LIMITED POWER OF ATTORNEY FOR SECTION 13 AND SECTION 16 FILINGS

    The undersigned, Alan W. Dunton, an individual, (the "Grantor") does hereby
    make, constitute and appoint Edward J. Richardson and Mark A. Catchur, and
    each of them acting individually, his true and lawful attorneys for the
    purposes hereinafter set forth, effective as of this 1st day of April, 2011.

    References in this limited power of attorney to "the Attorney" are to each
    of the persons named above and to the person or persons substituted
    hereunder pursuant to the power of substitution granted herein.

    The Grantor hereby grants to the Attorney, for the Grantor and in his name,
    place and stead, the power:

1.  To execute for and on the Grantor's behalf, in his capacity as a shareholder
    of ORAGENICS, INC., a Florida corporation (the " Company "), Schedule 13D
    and Schedule 13G, and all and any amendments thereto, in accordance with
    Section 13 of the Securities Exchange Act of 1934 and the rules and
    regulations promulgated thereunder (the " Exchange Act ");

2.  To execute for and on the Grantor's behalf, in his capacity as an officer,
    director or shareholder of the Company, Form 3, Form 4, and Form 5, and all
    and any amendments thereto, in accordance with Section 16(a) of the Exchange
    Act;

3.  To prepare, execute in the Grantor's name and on the Grantor's behalf, and
    submit to the U.S. Securities and Exchange Commission (the " SEC ") a Form
    ID, including amendments thereto, and any other documents necessary or
    appropriate to obtain codes, passwords, and passphrases enabling the
    undersigned to make electronic filings with the SEC of reports required by
    Section 13 and 16(a) of the Exchange Act or any rule or regulation of the
    SEC;

4.  To do and to perform any and all acts for and on behalf of the Grantor that
    may be necessary or desirable to complete and execute any such Schedule 13D,
    Schedule 13G, Form 3, Form 4, and Form 5 or any amendment thereto, and to
    timely file such schedule, form or amendment thereto with the SEC and any
    stock exchange or similar authority; and

5.  To take any other action of any type whatsoever that, in the opinion of the
    Attorney, may be necessary or desirable in connection with the foregoing
    grant of authority, it being understood that the documents executed by the
    Attorney pursuant to this limited power of attorney shall be in such form
    and shall contain such terms and conditions as the Attorney may approve.

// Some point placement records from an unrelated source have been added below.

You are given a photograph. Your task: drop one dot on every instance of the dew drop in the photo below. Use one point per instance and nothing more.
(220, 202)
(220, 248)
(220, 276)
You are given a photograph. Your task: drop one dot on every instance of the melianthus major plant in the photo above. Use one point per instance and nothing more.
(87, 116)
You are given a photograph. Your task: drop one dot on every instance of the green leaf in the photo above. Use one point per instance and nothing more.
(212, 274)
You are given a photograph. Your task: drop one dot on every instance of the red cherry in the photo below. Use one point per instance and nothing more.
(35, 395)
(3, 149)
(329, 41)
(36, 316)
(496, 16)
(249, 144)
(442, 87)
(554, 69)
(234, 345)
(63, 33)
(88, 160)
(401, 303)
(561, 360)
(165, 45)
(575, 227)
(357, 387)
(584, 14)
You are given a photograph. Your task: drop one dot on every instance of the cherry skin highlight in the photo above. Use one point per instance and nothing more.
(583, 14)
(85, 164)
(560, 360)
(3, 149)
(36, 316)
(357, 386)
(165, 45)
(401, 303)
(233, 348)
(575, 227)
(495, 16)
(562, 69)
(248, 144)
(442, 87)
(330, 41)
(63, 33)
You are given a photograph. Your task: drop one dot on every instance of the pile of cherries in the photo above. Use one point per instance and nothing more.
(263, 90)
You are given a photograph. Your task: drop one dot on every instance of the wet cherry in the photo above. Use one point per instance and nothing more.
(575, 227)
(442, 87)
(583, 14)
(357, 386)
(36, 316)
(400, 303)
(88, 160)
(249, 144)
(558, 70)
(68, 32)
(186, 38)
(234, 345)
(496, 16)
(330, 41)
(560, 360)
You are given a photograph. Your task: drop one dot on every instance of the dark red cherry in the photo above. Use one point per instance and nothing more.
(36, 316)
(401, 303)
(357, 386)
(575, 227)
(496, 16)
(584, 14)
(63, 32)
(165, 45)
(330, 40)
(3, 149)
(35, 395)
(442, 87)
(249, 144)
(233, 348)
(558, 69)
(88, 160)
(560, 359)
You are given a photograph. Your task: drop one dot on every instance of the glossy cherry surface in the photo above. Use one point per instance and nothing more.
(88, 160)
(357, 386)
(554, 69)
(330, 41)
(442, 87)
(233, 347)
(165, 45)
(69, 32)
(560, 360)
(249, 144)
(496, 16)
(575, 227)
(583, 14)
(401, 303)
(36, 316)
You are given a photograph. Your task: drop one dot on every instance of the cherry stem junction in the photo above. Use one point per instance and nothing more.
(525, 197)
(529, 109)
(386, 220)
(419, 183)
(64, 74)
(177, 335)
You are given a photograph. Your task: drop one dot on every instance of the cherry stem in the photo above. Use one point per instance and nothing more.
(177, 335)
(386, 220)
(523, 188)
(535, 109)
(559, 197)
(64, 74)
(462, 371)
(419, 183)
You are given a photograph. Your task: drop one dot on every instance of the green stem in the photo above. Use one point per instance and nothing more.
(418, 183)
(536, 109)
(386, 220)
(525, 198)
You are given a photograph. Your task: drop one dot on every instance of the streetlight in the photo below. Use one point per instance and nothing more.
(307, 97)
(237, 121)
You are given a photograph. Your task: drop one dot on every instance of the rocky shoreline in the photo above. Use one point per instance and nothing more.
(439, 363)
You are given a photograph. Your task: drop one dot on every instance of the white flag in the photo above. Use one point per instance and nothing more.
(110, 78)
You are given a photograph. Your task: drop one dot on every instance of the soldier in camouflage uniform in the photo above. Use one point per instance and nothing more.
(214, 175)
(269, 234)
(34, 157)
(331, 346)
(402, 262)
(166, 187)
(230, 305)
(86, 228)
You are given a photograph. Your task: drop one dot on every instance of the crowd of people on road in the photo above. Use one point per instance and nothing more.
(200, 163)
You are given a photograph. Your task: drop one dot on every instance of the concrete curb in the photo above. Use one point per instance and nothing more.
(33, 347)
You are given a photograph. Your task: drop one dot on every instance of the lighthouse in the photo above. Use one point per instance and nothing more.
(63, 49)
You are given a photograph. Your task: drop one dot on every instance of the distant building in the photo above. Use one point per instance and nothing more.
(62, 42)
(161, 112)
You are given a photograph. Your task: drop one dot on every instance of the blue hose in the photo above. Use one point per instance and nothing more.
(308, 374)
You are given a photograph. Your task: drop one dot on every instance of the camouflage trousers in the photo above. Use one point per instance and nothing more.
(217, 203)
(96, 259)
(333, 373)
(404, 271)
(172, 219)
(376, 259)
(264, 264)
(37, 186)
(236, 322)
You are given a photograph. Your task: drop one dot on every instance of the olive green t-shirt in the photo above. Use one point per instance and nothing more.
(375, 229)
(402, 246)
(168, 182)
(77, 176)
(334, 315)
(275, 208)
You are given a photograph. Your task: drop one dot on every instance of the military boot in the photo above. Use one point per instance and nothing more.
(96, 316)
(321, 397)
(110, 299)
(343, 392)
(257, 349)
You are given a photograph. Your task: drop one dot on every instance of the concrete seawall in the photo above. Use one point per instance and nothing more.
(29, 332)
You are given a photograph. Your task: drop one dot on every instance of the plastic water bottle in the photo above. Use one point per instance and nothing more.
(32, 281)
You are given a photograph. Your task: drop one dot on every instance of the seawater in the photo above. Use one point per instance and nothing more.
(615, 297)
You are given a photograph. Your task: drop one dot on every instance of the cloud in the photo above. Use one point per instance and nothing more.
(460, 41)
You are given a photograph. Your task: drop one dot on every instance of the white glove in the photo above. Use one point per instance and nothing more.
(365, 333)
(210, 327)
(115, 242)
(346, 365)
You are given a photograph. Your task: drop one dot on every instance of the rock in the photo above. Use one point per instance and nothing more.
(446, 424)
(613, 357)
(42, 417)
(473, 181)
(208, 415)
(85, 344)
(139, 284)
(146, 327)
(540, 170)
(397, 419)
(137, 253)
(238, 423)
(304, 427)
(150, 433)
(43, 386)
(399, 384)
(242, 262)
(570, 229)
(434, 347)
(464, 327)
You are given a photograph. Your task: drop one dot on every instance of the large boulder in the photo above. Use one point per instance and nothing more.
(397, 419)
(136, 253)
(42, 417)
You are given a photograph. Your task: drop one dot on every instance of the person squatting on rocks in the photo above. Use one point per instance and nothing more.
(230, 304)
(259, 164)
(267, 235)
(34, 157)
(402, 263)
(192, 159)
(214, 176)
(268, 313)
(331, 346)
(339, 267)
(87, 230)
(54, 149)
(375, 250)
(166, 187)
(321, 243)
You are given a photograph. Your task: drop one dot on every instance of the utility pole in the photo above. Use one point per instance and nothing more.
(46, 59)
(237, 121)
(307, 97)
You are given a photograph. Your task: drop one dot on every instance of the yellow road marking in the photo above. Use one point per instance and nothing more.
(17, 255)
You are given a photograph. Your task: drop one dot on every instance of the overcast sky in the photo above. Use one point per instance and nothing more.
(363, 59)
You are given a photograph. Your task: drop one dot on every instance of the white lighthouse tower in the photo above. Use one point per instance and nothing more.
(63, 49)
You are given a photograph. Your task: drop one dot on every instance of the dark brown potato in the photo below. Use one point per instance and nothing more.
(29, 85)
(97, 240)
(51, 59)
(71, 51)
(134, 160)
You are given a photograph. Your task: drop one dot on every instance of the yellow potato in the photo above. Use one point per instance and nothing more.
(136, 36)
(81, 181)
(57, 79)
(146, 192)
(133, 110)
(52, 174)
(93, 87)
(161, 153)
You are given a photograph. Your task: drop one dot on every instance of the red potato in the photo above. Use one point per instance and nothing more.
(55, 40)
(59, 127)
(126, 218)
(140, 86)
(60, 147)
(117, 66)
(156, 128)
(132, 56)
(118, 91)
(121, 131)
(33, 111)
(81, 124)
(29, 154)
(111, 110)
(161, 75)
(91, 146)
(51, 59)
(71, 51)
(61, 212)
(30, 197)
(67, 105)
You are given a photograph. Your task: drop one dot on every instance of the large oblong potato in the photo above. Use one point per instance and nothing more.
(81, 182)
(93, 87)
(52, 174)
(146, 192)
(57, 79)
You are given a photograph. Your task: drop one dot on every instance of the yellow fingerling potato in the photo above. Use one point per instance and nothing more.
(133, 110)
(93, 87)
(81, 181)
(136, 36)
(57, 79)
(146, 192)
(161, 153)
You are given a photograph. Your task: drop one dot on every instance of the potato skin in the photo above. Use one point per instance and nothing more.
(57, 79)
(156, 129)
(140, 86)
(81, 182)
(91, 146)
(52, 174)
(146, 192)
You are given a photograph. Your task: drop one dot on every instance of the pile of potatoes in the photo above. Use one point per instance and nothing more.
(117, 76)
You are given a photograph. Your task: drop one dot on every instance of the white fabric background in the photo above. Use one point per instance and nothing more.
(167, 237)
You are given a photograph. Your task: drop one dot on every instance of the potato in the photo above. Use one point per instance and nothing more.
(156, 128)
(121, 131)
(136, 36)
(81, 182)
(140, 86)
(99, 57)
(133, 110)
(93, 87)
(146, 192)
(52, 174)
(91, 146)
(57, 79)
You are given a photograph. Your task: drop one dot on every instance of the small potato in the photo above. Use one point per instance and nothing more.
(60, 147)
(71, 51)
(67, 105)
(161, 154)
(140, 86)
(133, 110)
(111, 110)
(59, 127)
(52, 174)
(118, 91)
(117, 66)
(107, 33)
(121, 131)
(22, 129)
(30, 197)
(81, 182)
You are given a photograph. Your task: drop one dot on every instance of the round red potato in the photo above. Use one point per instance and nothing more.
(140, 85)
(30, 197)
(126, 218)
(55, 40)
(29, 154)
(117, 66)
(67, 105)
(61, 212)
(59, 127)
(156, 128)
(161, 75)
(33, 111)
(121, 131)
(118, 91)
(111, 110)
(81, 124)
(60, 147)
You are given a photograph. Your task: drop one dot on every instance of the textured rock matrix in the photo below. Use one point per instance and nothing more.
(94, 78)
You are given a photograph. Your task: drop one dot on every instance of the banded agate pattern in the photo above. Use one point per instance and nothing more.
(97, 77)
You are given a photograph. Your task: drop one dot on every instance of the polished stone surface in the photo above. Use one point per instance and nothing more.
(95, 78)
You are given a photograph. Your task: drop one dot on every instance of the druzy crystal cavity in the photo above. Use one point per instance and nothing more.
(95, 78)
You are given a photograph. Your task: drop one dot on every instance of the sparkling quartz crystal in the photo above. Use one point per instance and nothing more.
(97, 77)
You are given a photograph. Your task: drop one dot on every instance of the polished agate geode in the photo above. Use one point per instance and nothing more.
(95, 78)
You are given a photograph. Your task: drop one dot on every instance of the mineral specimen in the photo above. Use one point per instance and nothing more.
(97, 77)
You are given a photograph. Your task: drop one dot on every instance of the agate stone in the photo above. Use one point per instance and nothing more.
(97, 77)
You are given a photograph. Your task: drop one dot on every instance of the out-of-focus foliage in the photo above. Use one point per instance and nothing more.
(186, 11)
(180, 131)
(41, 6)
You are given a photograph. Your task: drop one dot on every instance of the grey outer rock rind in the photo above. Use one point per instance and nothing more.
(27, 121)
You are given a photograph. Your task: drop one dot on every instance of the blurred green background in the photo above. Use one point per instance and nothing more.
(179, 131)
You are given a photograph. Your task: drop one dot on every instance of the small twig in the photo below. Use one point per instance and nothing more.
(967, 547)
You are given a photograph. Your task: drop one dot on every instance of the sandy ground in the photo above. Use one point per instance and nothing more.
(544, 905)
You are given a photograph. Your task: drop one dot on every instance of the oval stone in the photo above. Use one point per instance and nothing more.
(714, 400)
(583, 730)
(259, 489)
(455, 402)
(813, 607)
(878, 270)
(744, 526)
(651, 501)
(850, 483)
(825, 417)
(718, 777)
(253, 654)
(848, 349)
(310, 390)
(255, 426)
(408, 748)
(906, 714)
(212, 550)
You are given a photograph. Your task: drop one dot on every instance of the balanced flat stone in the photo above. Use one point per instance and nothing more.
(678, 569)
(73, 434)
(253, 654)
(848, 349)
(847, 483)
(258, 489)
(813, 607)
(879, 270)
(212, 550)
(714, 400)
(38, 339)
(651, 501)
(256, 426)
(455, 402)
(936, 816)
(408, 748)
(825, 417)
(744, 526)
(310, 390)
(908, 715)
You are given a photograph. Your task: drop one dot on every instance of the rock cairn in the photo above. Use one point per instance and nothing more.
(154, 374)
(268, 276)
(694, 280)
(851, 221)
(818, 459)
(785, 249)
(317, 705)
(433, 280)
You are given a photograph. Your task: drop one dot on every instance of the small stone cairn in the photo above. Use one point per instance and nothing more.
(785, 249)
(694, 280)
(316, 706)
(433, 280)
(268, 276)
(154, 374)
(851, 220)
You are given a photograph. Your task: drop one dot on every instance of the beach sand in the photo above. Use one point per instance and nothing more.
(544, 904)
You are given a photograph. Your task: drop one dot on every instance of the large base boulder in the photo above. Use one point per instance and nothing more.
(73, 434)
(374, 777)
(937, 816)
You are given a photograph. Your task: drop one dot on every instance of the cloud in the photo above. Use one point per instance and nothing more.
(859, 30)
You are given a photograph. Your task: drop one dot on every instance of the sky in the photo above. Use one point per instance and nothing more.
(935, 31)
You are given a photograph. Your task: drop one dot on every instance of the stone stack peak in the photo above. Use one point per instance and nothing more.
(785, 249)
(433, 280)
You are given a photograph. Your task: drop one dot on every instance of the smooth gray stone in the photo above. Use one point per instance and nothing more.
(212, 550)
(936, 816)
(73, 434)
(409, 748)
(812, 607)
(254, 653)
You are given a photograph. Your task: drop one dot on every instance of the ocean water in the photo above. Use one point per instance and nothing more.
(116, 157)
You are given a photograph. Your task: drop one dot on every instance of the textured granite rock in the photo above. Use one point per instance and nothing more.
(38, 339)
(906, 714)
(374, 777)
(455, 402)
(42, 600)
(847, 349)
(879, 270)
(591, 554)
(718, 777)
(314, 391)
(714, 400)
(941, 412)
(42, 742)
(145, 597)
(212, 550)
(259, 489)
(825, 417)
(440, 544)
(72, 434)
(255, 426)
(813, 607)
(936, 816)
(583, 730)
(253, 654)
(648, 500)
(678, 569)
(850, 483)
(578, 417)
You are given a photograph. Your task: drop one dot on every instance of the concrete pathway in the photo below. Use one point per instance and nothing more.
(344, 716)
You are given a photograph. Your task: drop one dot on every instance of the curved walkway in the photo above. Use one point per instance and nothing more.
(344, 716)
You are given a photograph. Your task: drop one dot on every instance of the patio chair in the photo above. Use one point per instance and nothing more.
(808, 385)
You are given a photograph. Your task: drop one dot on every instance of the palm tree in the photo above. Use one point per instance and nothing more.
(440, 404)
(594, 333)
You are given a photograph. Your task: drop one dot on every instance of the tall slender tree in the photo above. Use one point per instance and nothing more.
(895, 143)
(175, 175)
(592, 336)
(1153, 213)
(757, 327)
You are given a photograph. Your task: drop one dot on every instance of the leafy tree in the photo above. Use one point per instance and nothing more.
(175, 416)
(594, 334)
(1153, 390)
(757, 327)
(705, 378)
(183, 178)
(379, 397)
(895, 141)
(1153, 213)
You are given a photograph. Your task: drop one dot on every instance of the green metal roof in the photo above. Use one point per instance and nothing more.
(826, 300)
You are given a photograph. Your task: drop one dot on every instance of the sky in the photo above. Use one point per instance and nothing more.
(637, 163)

    The Grantor hereby grants to the Attorney full power and authority to do and
    to perform any and every act and thing whatsoever requisite, necessary, or
    proper to be done in the exercise of any of the rights and powers herein
    granted, as fully to all intents and purposes as the Grantor might or could
    do if personally present, with full power of substitution or revocation,
    hereby ratifying and confirming all that the Attorney shall lawfully do or
    cause to be done by virtue of this limited power of attorney and the rights
    and powers herein granted. The Grantor acknowledges and agrees that neither
    the Attorney nor the Company is assuming any of the Grantor's
    responsibilities to comply with the Exchange Act.

    This limited power of attorney shall remain in full force and effect until
    the Grantor is no longer required to file any of Schedule 13D, Schedule 13G,
    Form 3, Form 4 or Form 5 with respect to his holdings of, and transactions
    in, securities of the Company, unless earlier revoked by the Grantor in a
    signed writing delivered to each of the Attorneys and any substitutes
    therefor, if any. This limited power of attorney may be filed with the SEC
    as a confirming statement of the authority granted herein.

    IN WITNESS WHEREOF, the Grantor has hereunto set his hand to this instrument
    on the date first above written.